The intuition behind the result becomes more apparent if the graph of $f$ is adjoined with the segment between points $(0,1)$ and $(1,1)$ as to form a closed curve $\,\Gamma\,$. It is quite obvious that $\,\Gamma\,$ is a convex curve, and that it is enclosed in the unit square with opposite corners at $(0,0)$ and $(1,1)$. Therefore, the perimeter of $\,\Gamma\,$ can be no larger than the perimeter of the enclosing square, which is equivalent to the problem statement.

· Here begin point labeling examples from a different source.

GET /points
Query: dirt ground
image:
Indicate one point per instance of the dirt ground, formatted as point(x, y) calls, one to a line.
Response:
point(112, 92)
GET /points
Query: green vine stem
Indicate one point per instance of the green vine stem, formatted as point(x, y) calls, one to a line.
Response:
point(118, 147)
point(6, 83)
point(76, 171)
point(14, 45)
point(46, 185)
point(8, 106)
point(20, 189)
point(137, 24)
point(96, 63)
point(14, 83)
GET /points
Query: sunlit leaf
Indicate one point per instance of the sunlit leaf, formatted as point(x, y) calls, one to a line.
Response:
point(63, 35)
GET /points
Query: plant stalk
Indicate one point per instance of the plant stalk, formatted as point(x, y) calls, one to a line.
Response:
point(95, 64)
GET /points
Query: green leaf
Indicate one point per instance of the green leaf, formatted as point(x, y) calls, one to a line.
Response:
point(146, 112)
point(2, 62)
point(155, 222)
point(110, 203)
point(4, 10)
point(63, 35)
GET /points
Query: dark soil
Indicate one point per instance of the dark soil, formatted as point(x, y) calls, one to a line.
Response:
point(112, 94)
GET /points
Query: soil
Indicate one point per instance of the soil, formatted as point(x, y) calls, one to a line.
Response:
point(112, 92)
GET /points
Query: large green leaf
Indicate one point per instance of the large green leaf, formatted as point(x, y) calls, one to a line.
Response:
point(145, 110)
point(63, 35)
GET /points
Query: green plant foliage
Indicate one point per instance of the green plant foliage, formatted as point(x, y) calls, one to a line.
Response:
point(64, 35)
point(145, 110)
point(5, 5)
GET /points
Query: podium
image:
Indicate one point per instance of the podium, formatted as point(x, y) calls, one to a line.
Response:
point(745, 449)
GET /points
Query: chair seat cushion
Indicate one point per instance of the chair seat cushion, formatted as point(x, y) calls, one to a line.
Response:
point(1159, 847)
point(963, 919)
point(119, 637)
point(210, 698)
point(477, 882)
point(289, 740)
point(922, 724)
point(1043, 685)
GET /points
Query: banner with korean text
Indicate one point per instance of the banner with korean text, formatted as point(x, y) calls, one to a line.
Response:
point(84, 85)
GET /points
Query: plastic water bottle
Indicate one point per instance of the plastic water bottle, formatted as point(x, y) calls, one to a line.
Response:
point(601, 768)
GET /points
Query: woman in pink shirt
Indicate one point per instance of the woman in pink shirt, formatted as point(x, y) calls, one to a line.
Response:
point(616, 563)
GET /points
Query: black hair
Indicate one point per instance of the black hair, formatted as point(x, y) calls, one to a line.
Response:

This intuition can be formalized as shown in these answers on MO, with the latter quoting Archimedes for what must be the earliest formulation of the principle:

If two plane curves C and D with the same endpoints are concave in the same direction, and C is included between D and the straight line joining the endpoints, then the length of C is less than the length D.


Notation : $[xy]$ is a line segment between $x$ and $y$

$[xyz]$ is a triangle whose vertexes are $x,\ y$, and $z$.

Proof : Assume that $f(x_0)\leq f(x)$ for all $x$

If $t_i$ is a partition s.t. $$ A_i=(t_i,f(t_i)),\ \sum_{i=0}^{n-1}\ |A_i-A_{i+1}| +\varepsilon > {\rm length \ of \ graph\ of}\ f$$

and $t_i=x_0$ for some $i$, then $$\sum_{j=1}^i\ \| A_{j-1} -A_j\|_1 \geq \sum_{j=1}^i\ |A_{j-1} -A_j| $$ where $\|\ \|_1$ is Manhattan distance and $$\sum_{j=i}^n\ \| A_{j} -A_{j+1}\|_1 \geq \sum_{j=i}^n\ |A_{j} - A_{j+1} | $$ Here $ \sum_{j}\ \| A_{j-1} -A_j\|_1 \leq 3$ so that the prooof is followed.

Proof using Euclidean distance : For convenience, we assume that $f(\frac{1}{2}=x_0)=0$.

Then consider $$ S:=\bigg\{ (0,t)\bigg|0\leq t\leq 1\bigg\} \cup \bigg\{ (t,0) \bigg|0\leq t\leq \frac{1}{2} \bigg\} ,\ T:=\sum_{j=1}^i\ [A_{j-1} A_j] $$$$ Consider a region $R$ enclosed by $S\cup T$. We cut $R$ into $R_2$ and a piece $Q_2$. We cut $R_2$ into $R_3$ and $Q_3$. If we repeat the process, so $R_i$ goes to $T$ in Hausdorff distance.

Here we can assume that all $Q_i=[a_ib_ic_i]$ are triangle with $[b_ic_i]\subset R_i$. Since $$ |a_i-b_i|+|a_i-c_i|\geq |b_i-c_i|$$

so length of $\partial R_i-T$ is decreasing.